Policy risk is in play. The U.S. Commerce Department said Sunday it will enforce license rules on advanced chips sold to companies based in China, even if those companies buy through overseas subsidiaries. Reuters reported the updated guidance targets a possible loophole with Nvidia’s top Blackwell processors getting to Chinese entities outside China.
Nvidia says its plans are unchanged after the updated guidance, according to a company official who spoke to Reuters. The Commerce Department had already spelled out the license rules to Nvidia. But China remains a risk factor for the stock. Nvidia’s outlook for the second quarter already excludes any data-center compute revenue from China.
Market watchers are questioning if new markets can hold up Nvidia’s valuation. “Nvidia delivered another beat, but at this point that’s essentially priced in,” eMarketer analyst Jacob Bourne told Reuters after the May results.
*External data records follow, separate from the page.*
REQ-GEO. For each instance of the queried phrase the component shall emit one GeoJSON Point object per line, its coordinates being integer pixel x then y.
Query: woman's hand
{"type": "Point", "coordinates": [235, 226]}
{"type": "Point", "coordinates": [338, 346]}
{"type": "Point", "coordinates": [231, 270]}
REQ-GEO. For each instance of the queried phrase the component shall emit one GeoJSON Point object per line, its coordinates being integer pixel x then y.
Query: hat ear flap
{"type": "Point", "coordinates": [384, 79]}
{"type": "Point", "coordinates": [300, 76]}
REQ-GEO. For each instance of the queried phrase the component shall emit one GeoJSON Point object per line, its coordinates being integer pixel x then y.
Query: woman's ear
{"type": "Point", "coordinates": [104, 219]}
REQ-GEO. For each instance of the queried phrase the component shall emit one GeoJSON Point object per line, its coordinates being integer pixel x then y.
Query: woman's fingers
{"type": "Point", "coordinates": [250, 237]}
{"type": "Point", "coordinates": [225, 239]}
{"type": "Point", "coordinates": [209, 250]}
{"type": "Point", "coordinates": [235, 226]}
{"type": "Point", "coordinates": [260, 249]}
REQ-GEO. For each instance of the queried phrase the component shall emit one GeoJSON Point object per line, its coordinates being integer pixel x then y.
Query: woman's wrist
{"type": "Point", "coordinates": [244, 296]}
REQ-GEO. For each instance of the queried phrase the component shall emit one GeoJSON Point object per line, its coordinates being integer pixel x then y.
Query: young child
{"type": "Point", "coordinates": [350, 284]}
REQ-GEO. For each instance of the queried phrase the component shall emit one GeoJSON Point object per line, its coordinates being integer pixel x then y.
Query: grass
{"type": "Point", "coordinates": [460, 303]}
Bourne said investors are still waiting for evidence that the AI push will continue into 2027 and 2028. Reuters
Nvidia said Monday it will team up with humanoid robot makers in the U.S., Europe and South Korea, as well as China’s Unitree, to make robots for researchers. Unitree’s robots will run on Nvidia hardware. The company said the hardware will include secure boot and confidential computing to protect data and block malicious code.
Samsung Electronics and LG Electronics jumped in Seoul as investors looked for signs of tighter supply-chain ties with Nvidia. Shares moved up before planned meetings between CEO Jensen Huang and Korean executives. “Nvidia needs Korea,” Jeff Kim, analyst at KB Securities, told Reuters. Traders are watching for more partnership in AI chips, memory and robotics. Reuters
Bears have an easy argument. Stronger export rules could hold China sales close to zero for major lines, and Microsoft, Amazon and Google are still pushing on their own chips, which could chip away at Nvidia’s revenue as time goes on. If AI buildouts pause or users just use up what they have instead of ordering, Nvidia’s high valuation becomes more exposed to risk.
On Monday, the market is watching to see if investors pay more attention to Nvidia’s expanding product line or the risk from ongoing export controls that keeps a key market politically shaky.